Daily Reflection – Jul 8, 2018
Sunday 8 July 2018
First Reading: EZ 2:2-5
Our eyes are fixed on the Lord, pleading for his mercy.
PS 123:1-2, 2, 3-4
Second Reading: 2 COR 12:7-10
Gospel Reading: MK 6:1-6
Today’s Note: Fourteenth Sunday in Ordinary Time
Jesus departed from there and came to his native place, accompanied by his disciples.
When the sabbath came he began to teach in the synagogue,
and many who heard him were astonished.
They said, “Where did this man get all this?
What kind of wisdom has been given him?
What mighty deeds are wrought by his hands!
Is he not the carpenter, the son of Mary,
and the brother of James and Joses and Judas and Simon?
And are not his sisters here with us?”
And they took offense at him.
Jesus said to them,
“A prophet is not without honor except in his native place
and among his own kin and in his own house.”
So he was not able to perform any mighty deed there,
apart from curing a few sick people by laying his hands on them.
He was amazed at their lack of faith.
A thorn in the flesh . . . (2 Corinthians 12:7)
Many theologians have guessed as to what Paul was referring to. Some say it was something physical like a chronic eye problem, migraines, or a speech impediment. Some say Paul was talking about temptations from the devil. Still others say Paul was referring to those “false apostles” who do a “great deal of harm” (2 Corinthians 11:13; 2 Timothy 4:14).
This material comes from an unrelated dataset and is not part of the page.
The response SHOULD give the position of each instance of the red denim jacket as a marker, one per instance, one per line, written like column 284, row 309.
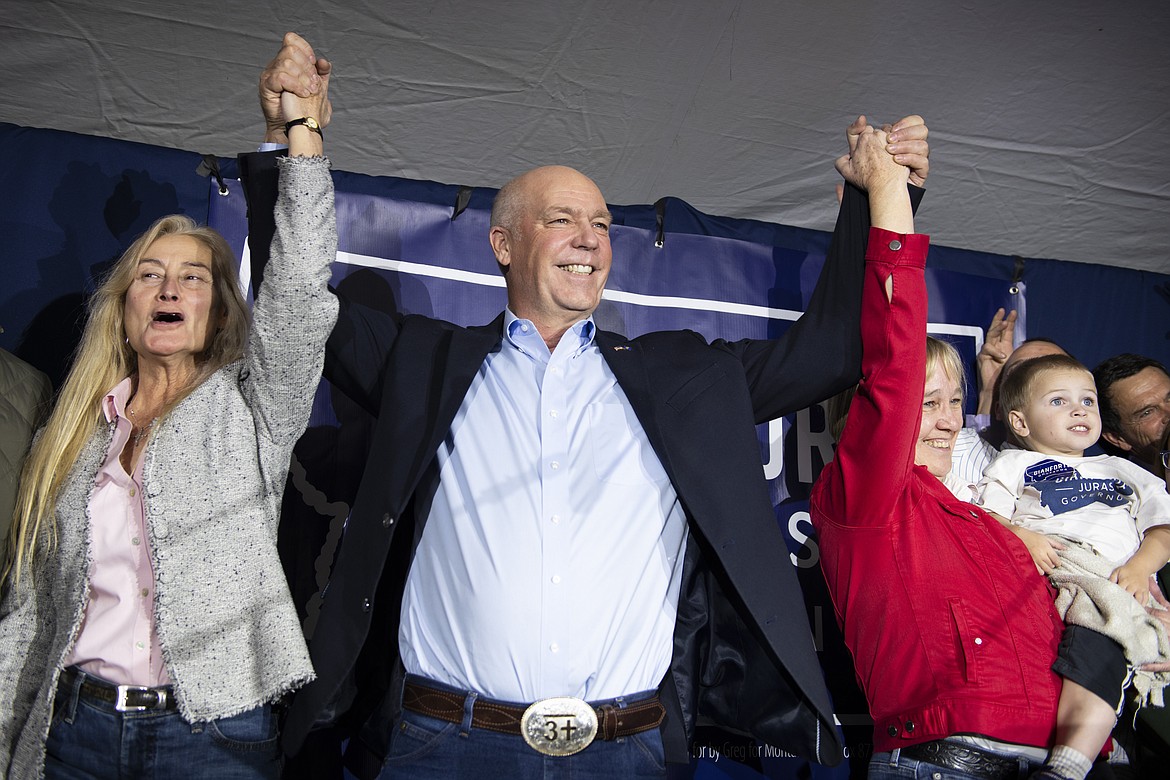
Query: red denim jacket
column 951, row 628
Whatever it was, this “thorn” caused Paul a great deal of distress.
Now, compared to last Sunday’s Gospel, which told us that Jesus heals people who have faith in him, today’s reading tells us that even people who have great faith are not always healed. Paul had great faith, and he begged the Lord to deliver him, but the thorn remained.
Let this sink in for a moment: Paul the miracle worker, a man through whom people were healed just by touching his clothes, was himself not healed (Acts 19:12). Clearly, healing is a mystery that we cannot fully understand.
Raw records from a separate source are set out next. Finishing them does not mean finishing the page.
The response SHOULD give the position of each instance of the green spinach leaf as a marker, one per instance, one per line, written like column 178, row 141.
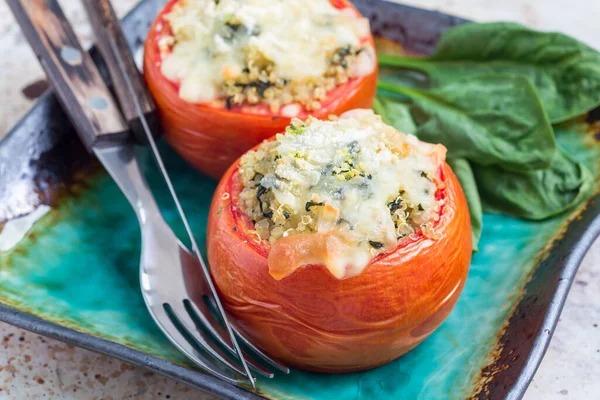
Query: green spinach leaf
column 464, row 173
column 564, row 71
column 489, row 119
column 535, row 194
But here is what we can understand: God, our heavenly Father, knows us intimately (Jeremiah 1:5). He knows why Paul was not healed of this thorn. He knows why Francis of Assisi was not healed of his eye disease. He knows why some of our loved ones continue to suffer as well.
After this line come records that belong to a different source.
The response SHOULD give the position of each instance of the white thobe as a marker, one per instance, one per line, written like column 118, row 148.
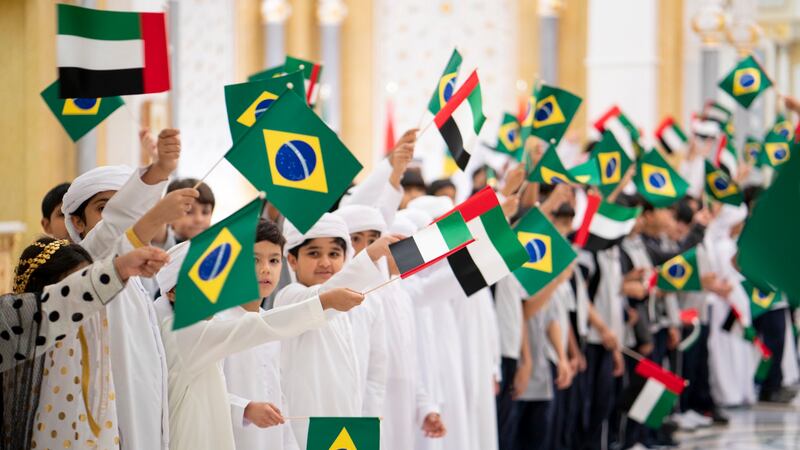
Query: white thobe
column 439, row 342
column 369, row 336
column 254, row 375
column 407, row 402
column 199, row 409
column 477, row 323
column 320, row 373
God knows all of the thorns in our lives—spiritual, emotional, and physical—and he knows the plans he has for our lives. In many cases, we won’t find the answers to these mysteries until we are united with the Lord in heaven. But that doesn’t mean we should lose our faith. If anything, these mysteries should deepen it! Sometimes, the only answer is to pray for courage, resiliency, and steadfastness. Sometimes, the only answer we have is to trust God and have faith in “what we do not see” (Hebrews 11:1).
This is exactly what Paul did. He trusted that God’s grace would be sufficient for him. And it was sufficient—just as it can be for all of us.
“Lord, help me to deal with the thorns in my life. Jesus, I surrender them to you.”